Red Joan by Jennie Rooney

As a reader, I’m kind of a sucker.

It’s easy to take me by surprise. I didn’t see any of it coming in Gone Girl. Life of Pi  came to me from far out in left field.  And I admit it, it never even occurred to me that he would sell his precious pocket watch to buy his wife a beautiful hair pin.

My jaw has hit the floor in shock so many times, I should grow a beard to cover up the bruises.

So the emotional twist at the end of Jennie Rooney’s novel Red Joan struck me to quick completely by surprise.  Neither I nor the novel’s heroine had any idea what was coming.

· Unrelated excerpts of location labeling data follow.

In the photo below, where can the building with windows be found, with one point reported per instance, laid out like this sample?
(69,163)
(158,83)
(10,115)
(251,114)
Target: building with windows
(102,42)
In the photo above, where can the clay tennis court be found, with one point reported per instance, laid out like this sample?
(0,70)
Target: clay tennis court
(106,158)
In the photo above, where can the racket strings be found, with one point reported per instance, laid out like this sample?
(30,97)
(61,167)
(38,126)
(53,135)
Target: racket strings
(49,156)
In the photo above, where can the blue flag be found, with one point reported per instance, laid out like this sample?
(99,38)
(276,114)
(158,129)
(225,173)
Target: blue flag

Red Joan is structured in a series of flashbacks, which is what gives the novel its tension.  Joan, an elderly English widow, is interrogated by agents of MI-5.  She is suspected of spying for the Soviets, passing them secrets about England’s work on the atomic bomb. As she is questioned the novel goes back to Joan’s youth.  She did work on the atom bomb, something she never told her son nor anyone else due to the Official Secrets Act.  She did travel with communist sympathizers back when Stalin was an ally.  She did fall in love with a man who became a Soviet agent and she did become an agent herself.

Red Joan worked for me as a spy thriller, as a character study, as something of a romance and as a portrait of a particular time in England when someone really could believe that giving the Soviets top-secret information was the right thing to do.

And then the ending broke our hearts, Joan’s and mine.